Dalam pandangannya di Podcast SBY Standpoint, SBY menyoroti kecenderungan negara-negara dengan kekuatan militer besar yang mengambil tindakan sepihak. Menurut dia, langkah unilateral semacam itu kerap mengabaikan hukum humaniter internasional dan mandat Perserikatan Bangsa-Bangsa (PBB).
SBY juga menyinggung banyaknya warga sipil yang menjadi korban di Gaza. Ia menekankan pentingnya prinsip proporsionalitas serta etika militer dalam setiap tindakan perang.

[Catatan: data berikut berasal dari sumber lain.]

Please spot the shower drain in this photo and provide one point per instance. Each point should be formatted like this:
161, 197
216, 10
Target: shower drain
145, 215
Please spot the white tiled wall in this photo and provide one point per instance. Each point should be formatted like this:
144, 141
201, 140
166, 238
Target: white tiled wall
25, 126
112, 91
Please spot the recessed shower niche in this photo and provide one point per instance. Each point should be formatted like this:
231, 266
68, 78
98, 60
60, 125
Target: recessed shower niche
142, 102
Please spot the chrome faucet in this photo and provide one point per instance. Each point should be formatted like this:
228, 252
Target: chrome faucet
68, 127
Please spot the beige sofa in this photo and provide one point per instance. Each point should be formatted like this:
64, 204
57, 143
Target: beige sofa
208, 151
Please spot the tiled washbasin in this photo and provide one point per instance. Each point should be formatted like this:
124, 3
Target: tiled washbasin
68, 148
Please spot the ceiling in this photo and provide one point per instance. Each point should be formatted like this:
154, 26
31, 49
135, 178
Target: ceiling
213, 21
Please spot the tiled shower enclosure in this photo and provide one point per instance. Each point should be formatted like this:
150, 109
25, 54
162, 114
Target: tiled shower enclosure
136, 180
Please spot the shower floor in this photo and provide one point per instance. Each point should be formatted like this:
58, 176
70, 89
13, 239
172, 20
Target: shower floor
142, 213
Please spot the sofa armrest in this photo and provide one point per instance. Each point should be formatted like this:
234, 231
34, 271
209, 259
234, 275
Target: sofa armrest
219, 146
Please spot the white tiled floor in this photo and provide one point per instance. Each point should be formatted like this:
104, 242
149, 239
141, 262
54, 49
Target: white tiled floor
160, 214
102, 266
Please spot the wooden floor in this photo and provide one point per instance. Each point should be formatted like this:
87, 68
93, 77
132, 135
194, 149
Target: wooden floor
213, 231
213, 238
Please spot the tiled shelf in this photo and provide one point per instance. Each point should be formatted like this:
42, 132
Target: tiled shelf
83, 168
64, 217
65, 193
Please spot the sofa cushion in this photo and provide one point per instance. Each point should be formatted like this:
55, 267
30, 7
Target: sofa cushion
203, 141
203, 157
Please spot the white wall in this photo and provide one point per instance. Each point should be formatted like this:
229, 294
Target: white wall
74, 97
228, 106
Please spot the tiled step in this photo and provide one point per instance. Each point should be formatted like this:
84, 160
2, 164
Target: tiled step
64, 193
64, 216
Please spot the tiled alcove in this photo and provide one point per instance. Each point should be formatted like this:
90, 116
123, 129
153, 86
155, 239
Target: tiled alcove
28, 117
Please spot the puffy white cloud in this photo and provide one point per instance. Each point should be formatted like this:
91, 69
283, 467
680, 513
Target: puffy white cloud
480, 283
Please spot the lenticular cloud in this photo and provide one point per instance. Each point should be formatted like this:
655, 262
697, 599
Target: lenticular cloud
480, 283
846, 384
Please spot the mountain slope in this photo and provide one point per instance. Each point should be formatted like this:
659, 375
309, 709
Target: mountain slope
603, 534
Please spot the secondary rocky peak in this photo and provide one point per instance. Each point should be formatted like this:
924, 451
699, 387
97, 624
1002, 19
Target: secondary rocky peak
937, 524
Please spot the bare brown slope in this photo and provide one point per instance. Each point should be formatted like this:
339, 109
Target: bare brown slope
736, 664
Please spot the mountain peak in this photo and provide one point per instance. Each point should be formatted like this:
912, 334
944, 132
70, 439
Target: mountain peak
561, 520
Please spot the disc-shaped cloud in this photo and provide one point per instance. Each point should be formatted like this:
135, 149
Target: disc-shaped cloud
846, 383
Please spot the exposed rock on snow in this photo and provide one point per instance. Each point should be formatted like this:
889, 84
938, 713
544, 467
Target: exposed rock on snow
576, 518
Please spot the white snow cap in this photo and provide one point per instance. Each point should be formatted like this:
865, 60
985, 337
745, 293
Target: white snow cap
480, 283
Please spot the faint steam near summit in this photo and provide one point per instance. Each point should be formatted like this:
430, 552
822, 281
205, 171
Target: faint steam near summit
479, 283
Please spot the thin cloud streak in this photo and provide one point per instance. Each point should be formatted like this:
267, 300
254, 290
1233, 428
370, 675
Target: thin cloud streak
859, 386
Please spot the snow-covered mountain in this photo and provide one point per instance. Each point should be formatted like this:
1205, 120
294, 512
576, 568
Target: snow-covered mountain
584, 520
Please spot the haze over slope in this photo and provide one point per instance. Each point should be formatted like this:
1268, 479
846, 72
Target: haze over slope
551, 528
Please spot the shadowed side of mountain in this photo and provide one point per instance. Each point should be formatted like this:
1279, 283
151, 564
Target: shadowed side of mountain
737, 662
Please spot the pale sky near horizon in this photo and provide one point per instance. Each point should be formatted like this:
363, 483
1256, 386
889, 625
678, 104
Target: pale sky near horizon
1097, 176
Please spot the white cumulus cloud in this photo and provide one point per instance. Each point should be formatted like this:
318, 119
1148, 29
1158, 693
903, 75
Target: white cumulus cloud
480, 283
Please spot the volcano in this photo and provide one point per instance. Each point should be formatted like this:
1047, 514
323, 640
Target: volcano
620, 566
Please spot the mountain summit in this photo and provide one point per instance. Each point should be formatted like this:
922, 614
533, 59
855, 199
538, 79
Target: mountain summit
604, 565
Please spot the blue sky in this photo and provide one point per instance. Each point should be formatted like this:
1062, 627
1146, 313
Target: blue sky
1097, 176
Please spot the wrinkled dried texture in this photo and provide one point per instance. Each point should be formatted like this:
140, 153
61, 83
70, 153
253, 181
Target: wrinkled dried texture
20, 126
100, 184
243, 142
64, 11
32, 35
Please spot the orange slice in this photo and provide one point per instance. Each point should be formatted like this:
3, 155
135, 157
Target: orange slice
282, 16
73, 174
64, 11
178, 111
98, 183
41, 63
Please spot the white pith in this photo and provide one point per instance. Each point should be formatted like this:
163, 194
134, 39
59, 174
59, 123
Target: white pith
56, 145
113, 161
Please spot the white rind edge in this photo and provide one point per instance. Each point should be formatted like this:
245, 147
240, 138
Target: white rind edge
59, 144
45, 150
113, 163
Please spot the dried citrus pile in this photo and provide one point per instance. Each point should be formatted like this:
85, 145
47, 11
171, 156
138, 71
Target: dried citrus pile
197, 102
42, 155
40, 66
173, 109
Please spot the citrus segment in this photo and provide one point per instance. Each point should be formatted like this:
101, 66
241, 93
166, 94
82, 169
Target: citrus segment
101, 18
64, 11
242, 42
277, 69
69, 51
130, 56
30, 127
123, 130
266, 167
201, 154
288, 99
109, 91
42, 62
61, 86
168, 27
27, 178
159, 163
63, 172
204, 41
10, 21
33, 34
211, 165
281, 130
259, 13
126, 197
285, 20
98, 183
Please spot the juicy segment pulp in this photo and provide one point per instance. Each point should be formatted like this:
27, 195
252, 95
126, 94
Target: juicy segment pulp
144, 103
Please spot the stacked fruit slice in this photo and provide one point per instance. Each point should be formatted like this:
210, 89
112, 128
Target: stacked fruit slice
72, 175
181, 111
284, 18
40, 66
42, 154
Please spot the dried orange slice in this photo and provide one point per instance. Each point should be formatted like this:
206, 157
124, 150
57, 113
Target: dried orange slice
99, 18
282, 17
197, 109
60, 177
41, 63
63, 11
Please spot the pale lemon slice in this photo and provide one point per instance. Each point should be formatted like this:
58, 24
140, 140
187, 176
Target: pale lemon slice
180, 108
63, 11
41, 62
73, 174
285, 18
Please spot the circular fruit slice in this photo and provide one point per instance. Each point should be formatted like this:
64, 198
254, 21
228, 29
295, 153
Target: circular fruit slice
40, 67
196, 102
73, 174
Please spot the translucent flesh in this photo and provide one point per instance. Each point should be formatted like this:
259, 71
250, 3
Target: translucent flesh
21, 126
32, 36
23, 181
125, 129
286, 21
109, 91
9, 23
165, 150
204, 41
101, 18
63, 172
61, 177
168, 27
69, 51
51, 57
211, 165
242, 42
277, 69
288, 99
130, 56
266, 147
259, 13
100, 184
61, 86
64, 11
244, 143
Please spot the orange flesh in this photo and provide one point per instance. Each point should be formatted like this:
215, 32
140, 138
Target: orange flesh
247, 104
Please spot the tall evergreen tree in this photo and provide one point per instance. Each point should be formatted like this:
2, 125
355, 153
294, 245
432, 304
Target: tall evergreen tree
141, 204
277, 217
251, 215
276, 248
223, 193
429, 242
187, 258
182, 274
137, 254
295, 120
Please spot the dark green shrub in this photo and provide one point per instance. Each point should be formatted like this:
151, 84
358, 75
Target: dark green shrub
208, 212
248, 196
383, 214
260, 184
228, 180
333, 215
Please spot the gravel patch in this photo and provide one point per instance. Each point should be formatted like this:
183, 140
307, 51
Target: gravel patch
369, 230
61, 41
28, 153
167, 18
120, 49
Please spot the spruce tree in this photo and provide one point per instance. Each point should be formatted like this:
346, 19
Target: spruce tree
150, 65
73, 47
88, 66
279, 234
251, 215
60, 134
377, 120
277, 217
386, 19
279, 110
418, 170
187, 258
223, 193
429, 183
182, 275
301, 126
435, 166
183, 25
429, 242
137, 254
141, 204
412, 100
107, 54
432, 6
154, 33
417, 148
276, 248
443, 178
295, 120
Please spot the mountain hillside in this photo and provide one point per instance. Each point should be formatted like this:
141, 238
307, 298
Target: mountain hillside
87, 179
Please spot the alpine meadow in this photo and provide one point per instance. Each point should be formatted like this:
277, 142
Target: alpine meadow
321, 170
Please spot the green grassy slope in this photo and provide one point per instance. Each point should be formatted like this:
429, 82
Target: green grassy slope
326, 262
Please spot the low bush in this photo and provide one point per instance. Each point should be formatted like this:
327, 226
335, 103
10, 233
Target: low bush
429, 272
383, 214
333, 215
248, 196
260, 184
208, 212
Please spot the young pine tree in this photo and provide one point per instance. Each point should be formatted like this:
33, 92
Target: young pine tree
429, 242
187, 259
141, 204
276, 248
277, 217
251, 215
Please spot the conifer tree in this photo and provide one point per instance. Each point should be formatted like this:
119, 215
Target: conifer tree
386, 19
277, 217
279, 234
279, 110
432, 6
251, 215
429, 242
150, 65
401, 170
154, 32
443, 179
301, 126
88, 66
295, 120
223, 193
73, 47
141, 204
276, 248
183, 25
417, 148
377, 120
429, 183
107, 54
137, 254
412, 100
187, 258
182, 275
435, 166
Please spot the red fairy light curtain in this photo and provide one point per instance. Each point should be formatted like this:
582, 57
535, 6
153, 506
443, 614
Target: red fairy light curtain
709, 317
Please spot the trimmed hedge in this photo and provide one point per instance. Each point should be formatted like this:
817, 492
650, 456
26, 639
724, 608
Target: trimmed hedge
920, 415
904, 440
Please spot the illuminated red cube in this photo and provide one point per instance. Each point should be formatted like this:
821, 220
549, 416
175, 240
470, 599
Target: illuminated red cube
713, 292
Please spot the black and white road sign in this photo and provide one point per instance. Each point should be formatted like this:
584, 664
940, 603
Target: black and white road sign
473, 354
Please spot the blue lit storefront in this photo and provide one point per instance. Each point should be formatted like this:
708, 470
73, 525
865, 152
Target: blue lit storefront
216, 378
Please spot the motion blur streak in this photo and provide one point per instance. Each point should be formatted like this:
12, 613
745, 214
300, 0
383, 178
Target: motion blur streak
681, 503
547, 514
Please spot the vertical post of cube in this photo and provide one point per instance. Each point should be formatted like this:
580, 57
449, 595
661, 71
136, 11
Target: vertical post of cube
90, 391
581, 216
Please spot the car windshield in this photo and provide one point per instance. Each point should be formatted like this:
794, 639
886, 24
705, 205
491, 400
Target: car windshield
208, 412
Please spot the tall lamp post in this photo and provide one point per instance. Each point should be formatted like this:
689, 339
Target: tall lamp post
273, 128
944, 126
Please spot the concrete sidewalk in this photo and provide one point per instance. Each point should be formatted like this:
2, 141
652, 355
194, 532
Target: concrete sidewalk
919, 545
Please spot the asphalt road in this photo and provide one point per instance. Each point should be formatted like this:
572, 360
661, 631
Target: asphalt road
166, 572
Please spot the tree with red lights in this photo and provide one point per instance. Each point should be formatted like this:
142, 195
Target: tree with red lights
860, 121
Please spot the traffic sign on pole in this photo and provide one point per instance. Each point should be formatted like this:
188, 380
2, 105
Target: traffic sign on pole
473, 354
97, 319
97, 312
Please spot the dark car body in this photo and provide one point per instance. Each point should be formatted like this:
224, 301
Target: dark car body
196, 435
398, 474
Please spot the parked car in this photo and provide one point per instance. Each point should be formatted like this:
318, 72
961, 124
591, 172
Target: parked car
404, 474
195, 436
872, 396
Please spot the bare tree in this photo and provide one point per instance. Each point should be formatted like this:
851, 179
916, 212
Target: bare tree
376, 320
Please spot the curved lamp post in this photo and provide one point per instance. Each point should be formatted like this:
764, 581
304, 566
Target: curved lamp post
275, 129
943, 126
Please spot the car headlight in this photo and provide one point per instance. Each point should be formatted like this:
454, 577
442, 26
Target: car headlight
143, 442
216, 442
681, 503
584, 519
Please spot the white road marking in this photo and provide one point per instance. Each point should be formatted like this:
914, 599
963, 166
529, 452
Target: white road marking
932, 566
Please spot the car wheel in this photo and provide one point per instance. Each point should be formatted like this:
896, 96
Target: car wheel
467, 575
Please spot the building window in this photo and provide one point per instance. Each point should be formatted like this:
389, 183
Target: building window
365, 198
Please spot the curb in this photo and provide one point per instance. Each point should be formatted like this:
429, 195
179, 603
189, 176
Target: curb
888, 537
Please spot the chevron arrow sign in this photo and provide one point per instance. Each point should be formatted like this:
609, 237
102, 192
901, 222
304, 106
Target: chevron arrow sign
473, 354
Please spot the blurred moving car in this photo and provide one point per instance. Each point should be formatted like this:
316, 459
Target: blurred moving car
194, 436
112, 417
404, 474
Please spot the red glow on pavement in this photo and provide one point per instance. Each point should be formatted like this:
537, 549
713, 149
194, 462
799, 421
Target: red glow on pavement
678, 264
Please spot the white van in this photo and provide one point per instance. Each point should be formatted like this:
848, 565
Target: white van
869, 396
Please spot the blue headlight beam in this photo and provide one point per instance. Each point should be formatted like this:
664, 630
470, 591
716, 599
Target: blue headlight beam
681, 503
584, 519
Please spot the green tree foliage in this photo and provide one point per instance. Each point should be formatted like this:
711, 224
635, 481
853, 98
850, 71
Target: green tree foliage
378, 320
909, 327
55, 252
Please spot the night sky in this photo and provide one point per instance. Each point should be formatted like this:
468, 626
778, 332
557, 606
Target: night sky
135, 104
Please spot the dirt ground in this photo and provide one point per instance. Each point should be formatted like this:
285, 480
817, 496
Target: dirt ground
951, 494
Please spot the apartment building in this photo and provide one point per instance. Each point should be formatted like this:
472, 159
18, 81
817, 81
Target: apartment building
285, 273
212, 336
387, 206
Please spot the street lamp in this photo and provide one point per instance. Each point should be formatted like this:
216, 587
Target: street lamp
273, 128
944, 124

“Saya tetap ingat perang pun ada aturannya. Ada hukumnya ada moralnya tidak boleh semau-maunya akhirnya nyaris melakukan kejahatan dalam peperangan itu,” kata SBY. Ia menyatakan memahami mahalnya harga yang harus dibayar akibat perang.
Selain itu, SBY mengimbau para pemimpin negara-negara besar, termasuk Amerika Serikat, Rusia, dan Tiongkok, agar tidak dikuasai ego maupun ambisi politik. Ia menyerukan masyarakat internasional untuk segera bangkit dan menekan segala bentuk kejahatan perang.